What I liked in 2015

Amsel
Optional Asides
Published in
3 min readDec 13, 2015

2015 wasn’t as terrible as I might have made out in my last post. I have even enjoyed some of it. I built and painted a citadel giant, which is an awesome kit. I played a bunch of Mortal Kombat X and Bloodborne. I went on holiday to Sweden and ate mushrooms that I picked myself, jumped into an inlet of the Baltic in the cold and dark and generally did a bunch of things that I assumed would kill me but actually didn’t. I ran an unsuccessful Kickstarter and ate a scotch egg that cost £10.

And Doctor Who had it’s best season in years.

Here’s some of my favourite writing on games from the year.

No amount of external incentivization (not least of all this sort of incentivization) could counter the fact that Battlefield Hardline is a game built for lethal violence.

Austin Walker’s Review of Battlefield Hardline hits a lot of hard notes. I still think it isn’t hard enough on the game, but it is plenty angry as it is.

I typically approach games as an authoritative voice to which I am trying to adapt.
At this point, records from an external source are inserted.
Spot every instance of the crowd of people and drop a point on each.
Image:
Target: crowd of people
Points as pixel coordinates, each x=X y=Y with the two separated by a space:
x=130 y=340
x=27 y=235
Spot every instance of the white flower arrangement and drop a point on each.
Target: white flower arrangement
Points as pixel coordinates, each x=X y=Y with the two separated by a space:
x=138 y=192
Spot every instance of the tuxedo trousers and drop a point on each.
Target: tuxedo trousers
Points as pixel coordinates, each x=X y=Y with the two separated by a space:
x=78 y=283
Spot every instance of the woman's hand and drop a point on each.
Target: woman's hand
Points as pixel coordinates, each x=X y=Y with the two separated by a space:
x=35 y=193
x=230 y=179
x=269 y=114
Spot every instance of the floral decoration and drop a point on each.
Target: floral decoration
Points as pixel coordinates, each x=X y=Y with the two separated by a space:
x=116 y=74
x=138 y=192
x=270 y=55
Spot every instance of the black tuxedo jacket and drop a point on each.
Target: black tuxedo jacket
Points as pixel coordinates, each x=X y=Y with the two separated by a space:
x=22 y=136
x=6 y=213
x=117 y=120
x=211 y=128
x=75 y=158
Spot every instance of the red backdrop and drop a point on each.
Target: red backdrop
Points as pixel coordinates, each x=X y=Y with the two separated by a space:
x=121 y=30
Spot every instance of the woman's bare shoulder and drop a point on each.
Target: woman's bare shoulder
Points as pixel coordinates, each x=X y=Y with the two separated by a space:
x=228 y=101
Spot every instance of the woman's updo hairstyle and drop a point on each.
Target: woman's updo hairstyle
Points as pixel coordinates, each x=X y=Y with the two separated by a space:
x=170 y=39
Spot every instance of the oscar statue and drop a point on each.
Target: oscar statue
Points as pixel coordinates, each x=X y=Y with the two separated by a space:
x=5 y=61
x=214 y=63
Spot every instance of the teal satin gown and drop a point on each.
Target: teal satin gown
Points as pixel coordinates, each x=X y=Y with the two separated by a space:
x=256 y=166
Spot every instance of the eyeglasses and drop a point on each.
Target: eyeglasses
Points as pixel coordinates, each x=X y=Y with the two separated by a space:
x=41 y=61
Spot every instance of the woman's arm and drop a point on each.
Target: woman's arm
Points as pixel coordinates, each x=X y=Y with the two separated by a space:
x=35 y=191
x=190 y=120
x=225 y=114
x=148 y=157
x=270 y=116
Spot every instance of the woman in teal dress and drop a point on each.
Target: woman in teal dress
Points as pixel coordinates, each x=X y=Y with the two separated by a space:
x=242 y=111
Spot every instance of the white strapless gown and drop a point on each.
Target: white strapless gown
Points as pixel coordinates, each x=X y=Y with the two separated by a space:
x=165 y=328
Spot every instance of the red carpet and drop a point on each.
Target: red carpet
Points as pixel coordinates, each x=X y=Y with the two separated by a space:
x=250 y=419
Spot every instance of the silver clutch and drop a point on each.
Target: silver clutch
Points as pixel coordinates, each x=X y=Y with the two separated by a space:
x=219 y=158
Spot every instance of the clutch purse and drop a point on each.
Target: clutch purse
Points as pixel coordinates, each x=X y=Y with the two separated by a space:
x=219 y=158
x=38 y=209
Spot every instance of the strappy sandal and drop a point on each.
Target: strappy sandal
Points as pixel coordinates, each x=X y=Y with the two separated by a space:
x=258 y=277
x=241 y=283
Indeed, I can get a little neurotic about how much I like throwing myself at the mercy of a system that isn’t actually capable of caring how well I please it.

Line Hollis’ mixtape of fourth wall breaking games is a lush read, even though I haven’t played any of the games on the list yet.

Throughout, artificial life is associated with labour and human life with suffering.

Mark Filipowich’s look at Binary Domain, another game I haven’t played but have enjoyed reading about, is my favourite of his from a very strong year on his blog.

History has shown us that technology is often used as a weapon of colonization; more technologically advanced countries use the tools they selfishly hoard in order to subjugate the rest of the world.

Inkle’s 80 Days was one of my favourite games of this year and Yussef Cole’s discussion of Jules Verne’s colonialism and how it is averted in the game is wonderful.

Hub Worlds are defined by their banality. They’re weird structures that receive more criticism than respect because they’re thought of as boring, empty spaces that serve no meaningful function. Hub Worlds act in stubborn resistance to the intense and measured process of manipulating a game’s conditions and rules to achieve the goals it puts in front of us, a process we associate with “satisfying” “gameplay”.

Zolani Stewart’s #sonicstudies got real this year with an in depth, 3 part look at Sonic Adventure. I’ve even played Sonic Adventure.

Bioshock Infinite is not a good game. It’s full of inexcusable racism, lackluster combat, and big ideas it doesn’t have the courage to do justice to. You play as a white man with brown hair who saves a girl who has powers she uses solely to help you, and you solve the rest of your problems by indiscriminately shooting people. There is no explaining away so much of what it is, and at this point enough ink has been spilled on its failures that they don’t need to be rehashed here. But for all the things it gets wrong — and it’s so, so many things — it gets so many things right about trauma.

This is probably cheating a bit because I was an editor on this piece, but then again Riley MacLeod’s look at Bioshock Infinite and trauma was a pleasure to work on.

And that’s it. I’m probably missing loads, but I do have the mind of a sieve and terrible bookmarking habits. Enjoy your winter festivities!